3.8 Adoptive transfer of iNOS-/- MDSCs had no
effect on the function of IL-35 in mice with IMQ-induced psoriasis
To explore whether iNOS+ MDSCs play an important role
in the pathogenesis of psoriasis, MDSCs from WT or
iNOS-/- IMQ-induced mice were adoptively transferred
following the experimental schedule in Fig. 6A. The adoptive transfer of
WT-MDSCs derived from mice with IMQ-psoriasis mice aggravated disease
progression in the PBS group (PBS + WT-MDSCs). However, there was no
exacerbation of symptoms when MDSCs from IMQ-induced
iNOS-/- mice were transferred to the PBS group (PBS +
iNOS-/--MDSCs) (Fig. 8A). Moreover, when WT-MDSCs were
transferred to the IL-35-treated group, the psoriasis symptoms were
aggravated in these mice compared with those treated with IL-35 alone;
however, there was no significant difference in conditions between the
IL-35 + iNOS-/--MDSC and IL-35 treatment groups (Fig.
8A).
Subsequently, we evaluated the pathological features in mice, such as
erythema, scaling, and thickness in different groups using the PASI
scoring system (Fig. 8B). Compared with the PBS group, the PBS + WT-MDSC
group exhibited a higher PASI score. Similarly, the score of the IL-35 +
WT-MDSC group was significantly higher than that of the group treated
with IL-35 alone. However, the score of the PBS +
iNOS-/--MDSC group was similar to that of the PBS
group.

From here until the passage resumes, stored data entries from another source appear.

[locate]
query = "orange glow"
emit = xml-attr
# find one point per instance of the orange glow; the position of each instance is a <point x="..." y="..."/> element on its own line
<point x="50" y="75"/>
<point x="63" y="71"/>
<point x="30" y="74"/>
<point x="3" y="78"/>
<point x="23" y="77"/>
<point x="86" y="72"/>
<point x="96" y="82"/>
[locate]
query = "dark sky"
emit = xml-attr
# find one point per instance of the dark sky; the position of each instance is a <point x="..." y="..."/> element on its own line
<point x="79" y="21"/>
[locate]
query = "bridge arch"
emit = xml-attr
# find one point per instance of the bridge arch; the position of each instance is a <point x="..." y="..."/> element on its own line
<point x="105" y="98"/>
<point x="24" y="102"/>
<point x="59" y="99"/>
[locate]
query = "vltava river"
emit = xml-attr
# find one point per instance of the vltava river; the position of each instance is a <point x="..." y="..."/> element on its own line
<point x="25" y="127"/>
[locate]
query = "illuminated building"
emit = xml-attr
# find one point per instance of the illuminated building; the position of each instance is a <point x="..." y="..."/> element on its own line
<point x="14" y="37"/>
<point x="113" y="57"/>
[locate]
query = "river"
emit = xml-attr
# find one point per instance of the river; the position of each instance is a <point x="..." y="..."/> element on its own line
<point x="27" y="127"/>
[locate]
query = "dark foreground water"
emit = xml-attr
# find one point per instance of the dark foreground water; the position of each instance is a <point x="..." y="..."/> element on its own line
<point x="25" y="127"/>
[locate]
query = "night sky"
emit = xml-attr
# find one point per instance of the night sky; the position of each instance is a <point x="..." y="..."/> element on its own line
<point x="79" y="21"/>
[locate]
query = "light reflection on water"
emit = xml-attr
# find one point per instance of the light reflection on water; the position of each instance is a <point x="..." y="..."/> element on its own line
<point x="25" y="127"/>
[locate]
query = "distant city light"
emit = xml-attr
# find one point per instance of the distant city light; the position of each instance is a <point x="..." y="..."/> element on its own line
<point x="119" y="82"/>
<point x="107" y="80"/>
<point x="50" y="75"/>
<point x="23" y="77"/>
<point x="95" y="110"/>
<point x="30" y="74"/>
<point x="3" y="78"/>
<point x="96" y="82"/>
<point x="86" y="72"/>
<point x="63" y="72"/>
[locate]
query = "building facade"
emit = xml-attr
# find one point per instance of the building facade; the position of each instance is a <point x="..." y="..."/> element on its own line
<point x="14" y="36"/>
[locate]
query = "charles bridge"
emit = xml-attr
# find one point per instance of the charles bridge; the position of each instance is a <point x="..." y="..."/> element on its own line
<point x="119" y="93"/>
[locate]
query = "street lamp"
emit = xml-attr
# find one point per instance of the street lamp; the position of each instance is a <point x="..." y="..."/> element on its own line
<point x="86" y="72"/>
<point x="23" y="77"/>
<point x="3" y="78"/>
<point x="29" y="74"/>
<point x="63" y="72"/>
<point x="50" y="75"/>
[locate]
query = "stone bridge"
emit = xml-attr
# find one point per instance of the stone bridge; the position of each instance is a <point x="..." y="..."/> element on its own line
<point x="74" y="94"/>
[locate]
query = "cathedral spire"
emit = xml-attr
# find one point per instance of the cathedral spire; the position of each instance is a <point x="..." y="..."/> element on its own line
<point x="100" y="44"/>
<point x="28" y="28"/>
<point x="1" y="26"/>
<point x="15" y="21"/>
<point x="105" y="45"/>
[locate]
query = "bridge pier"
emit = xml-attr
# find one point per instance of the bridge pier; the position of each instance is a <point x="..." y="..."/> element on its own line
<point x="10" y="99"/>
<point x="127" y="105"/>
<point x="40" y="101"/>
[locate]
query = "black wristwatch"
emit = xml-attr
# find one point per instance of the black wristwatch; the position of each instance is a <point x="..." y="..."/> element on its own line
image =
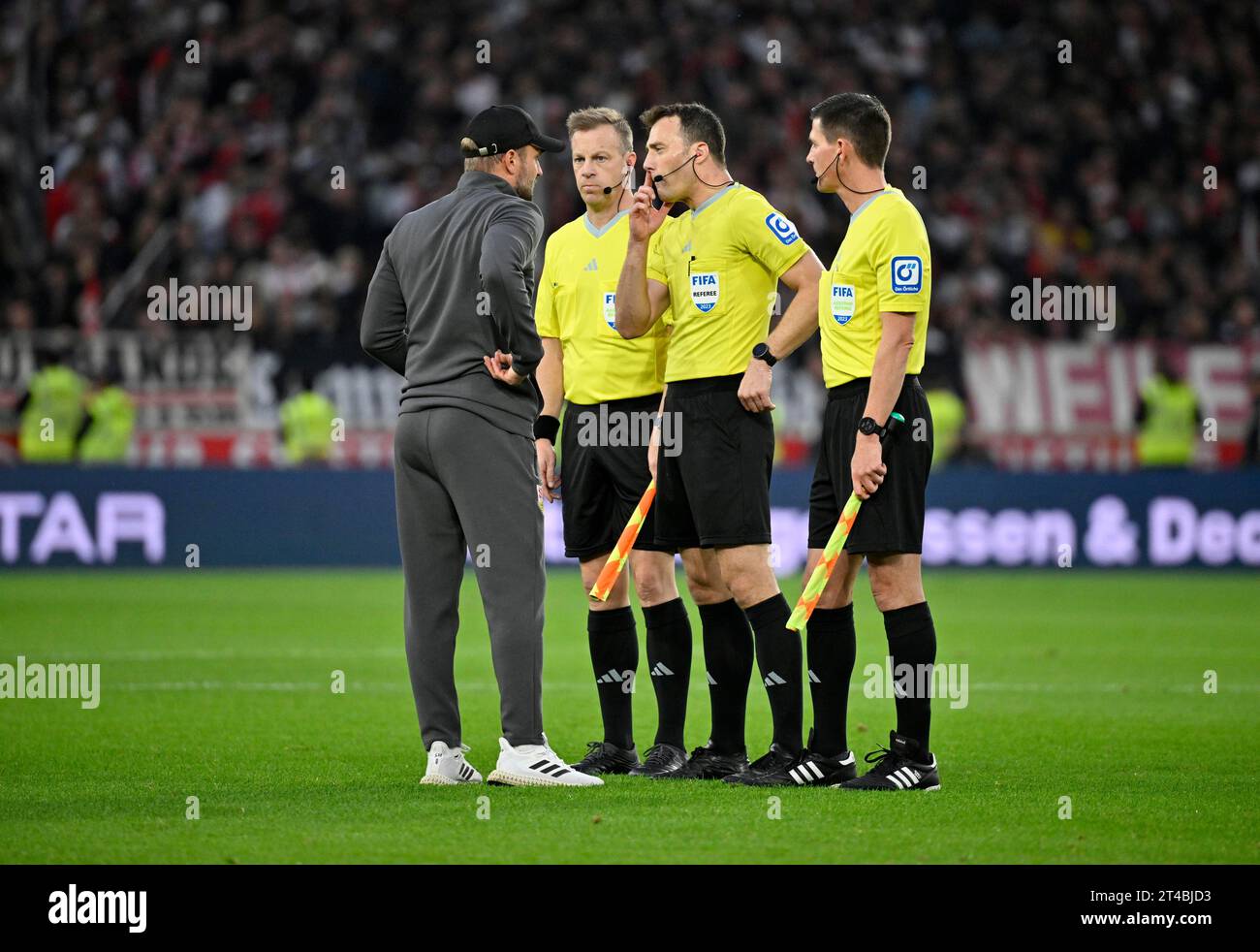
<point x="867" y="427"/>
<point x="761" y="352"/>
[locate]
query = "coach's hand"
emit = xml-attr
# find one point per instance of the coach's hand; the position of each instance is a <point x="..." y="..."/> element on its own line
<point x="755" y="387"/>
<point x="547" y="468"/>
<point x="868" y="468"/>
<point x="646" y="219"/>
<point x="500" y="368"/>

Furthermore, there was no significant difference in scores
between IL-35 + iNOS-/- - MDSC and IL-35 treatment
groups. Finally, we calculated the cumulative scores from different
groups and found that the score of PBS + iNOS-/--MDSC
group was similar to that of the PBS group, and the IL-35-treated group
exhibited the same cumulative score as IL-35 + iNOS-/-- MDSC group (Fig. 8B). H&E-stained skin sections from these groups
showed increased epidermal thickening, serious hyperkeratosis, and
incomplete keratosis in the PBS + WT-MDSC group relative to that of the
control group. PBS + iNOS-/- - MDSC group exhibited
reduced hyperkeratosis and incomplete keratosis compared to PBS +
WT-MDSC group but almost the same morphology as that of PBS group. We
also found that the thickness of the skin epidermis in the IL-35 +
WT-MDSC group was significantly thicker than that in the IL-35-treated
group; however, IL-35 + iNOS-/--MDSC group exhibited
almost the same morphology as that of the IL-35 group (Fig. 8C). In
addition, the Baker system-based score of the IL-35-treated group was
the lowest of these six groups (Fig. 8D), and these Baker scores were
consistent with the phenotype of every group.